Furthermore, Bill C-25, the Public Servants Disclosure Act, introduced in March, 2004, served as a disgraceful, repressive response that did more to control occupational free speech than promote it.

So much for public accountability and freedom of expression as guaranteed in our Charter of Rights.

If Canadians really desire change, their support should be given directly to the whistle-blowers and the grassroots public interest groups that have demonstrated a tireless and principled commitment to instituting change.

Canadians must also demand that their elected officials champion the cause for real and substantial whistle-blower protection by dedicating staff time, research dollars and intervening on behalf of the courageous few who have stepped into the public eye.

The issue goes to the very heart of our democratic rights and our commitment to free speech.

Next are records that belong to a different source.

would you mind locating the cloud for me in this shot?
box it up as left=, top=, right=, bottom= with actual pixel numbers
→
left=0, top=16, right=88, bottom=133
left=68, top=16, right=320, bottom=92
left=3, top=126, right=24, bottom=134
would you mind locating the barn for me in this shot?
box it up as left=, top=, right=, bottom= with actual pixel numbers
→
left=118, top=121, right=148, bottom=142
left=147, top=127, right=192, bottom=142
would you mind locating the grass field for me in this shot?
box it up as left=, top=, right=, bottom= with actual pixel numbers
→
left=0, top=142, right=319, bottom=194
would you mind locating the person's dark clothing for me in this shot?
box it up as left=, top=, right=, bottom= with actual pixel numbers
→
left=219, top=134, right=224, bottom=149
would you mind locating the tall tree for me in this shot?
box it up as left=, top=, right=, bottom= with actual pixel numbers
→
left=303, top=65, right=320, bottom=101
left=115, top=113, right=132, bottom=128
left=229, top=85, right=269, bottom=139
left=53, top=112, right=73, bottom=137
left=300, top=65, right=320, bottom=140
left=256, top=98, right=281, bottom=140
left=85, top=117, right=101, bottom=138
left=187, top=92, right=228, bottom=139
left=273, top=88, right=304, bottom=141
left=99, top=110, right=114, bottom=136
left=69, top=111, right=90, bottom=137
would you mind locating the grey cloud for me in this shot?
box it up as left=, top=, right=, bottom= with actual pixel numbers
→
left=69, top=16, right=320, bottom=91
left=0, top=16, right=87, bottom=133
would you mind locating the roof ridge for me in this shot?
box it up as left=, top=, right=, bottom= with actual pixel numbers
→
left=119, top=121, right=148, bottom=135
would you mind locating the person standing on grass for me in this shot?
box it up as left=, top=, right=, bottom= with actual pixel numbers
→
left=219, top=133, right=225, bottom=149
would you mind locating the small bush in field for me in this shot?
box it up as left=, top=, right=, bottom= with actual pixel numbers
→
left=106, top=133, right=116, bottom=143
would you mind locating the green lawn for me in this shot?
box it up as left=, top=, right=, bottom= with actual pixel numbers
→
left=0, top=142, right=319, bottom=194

It is an issue that will long survive the resolution of the grievances of the three courageous scientists at Health Canada.

What must be demanded by all of us is genuine legal protection for all whistle-blowers — employees who through their individual acts of conscience protect us.

Joanna Gualtieri is the founder of FAIR, a public interest group promoting the rights of whistle-blowers. She is a lawyer on unpaid leave with the Department of Foreign Affairs after speaking out about misuse of taxpayer money.